The Chicago Manual of Style contains two citation styles: Author-Date and Notes-Bibliography. Notes-Bibliography is the most commonly used of the two at Wells College, and is therefore the focus of this guide. For information on Author-Date Style, contact your librarians or view The Chicago Manual of Style located in the Ready Reference collection at the circulation desk.
The Chicago Manual of Style (CMS) is the most commonly used method of source documentation in history courses, although some humanities courses may also require this method. Research in history emphasizes the origins of sources, therefore footnotes and/or endnotes are used to show on-page where a particular reference was derived. This “Quick Guide” offers examples and guidelines for the general format of CMS research papers, notes, and bibliographies based on the Chicago Manual of Style 17th edition.
The basic format for CMS is citations provided in footnotes or endnotes supplemented by a bibliography. The notes are numbered and correspond to numbers in the text, provided in superscript.
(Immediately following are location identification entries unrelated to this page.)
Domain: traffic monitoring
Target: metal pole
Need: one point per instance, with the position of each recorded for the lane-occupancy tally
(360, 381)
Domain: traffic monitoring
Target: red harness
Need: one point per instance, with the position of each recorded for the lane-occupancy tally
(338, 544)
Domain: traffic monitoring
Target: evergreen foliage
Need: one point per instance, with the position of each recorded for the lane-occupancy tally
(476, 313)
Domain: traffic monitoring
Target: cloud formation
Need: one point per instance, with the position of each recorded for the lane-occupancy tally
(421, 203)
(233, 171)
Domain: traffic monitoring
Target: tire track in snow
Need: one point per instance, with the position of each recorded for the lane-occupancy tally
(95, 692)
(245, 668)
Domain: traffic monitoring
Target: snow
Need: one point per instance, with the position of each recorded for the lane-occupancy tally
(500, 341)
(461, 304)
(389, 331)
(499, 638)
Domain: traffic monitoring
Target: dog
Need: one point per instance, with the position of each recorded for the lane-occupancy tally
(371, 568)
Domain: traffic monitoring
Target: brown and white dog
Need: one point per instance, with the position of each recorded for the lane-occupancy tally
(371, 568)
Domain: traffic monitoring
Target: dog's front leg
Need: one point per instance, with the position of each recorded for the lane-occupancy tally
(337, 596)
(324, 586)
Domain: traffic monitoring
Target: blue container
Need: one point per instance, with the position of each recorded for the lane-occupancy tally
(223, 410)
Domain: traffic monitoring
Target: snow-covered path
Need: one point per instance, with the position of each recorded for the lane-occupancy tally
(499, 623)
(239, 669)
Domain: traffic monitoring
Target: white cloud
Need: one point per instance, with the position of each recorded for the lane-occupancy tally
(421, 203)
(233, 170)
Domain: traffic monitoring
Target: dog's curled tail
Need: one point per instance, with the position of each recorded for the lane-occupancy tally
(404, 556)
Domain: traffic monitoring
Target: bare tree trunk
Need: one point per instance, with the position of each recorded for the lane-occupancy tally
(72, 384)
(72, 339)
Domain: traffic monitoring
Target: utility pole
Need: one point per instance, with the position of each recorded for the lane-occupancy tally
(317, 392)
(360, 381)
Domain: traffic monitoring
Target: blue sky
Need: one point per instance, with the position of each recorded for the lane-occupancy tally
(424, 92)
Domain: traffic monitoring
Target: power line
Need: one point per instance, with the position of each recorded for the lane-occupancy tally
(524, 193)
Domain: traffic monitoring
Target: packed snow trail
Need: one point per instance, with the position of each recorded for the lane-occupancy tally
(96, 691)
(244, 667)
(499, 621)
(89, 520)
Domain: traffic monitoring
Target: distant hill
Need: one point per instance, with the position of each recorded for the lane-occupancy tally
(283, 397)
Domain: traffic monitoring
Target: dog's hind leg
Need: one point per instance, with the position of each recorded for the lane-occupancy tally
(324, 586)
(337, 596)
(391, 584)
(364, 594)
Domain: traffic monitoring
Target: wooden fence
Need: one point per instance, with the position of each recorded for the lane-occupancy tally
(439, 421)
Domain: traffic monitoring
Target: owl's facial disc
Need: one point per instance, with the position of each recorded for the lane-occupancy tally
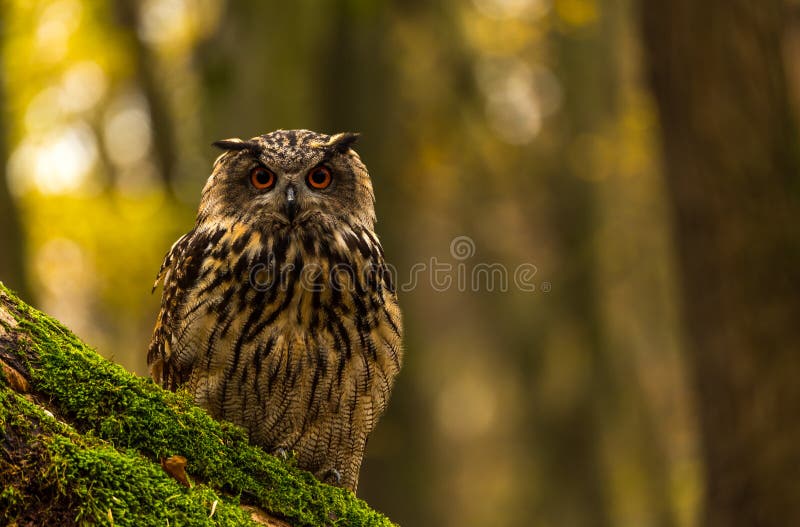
(291, 202)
The basic structure of a footnote is generally author, title, and facts of publication. These elements are separated by commas, and the facts of publication are enclosed in parentheses. The page number is also provided when referencing a particular passage.
The basic structure of a bibliographic entry is the same as the footnote structure, with the exception that the elements are separated by periods and the publication information is not enclosed in parentheses.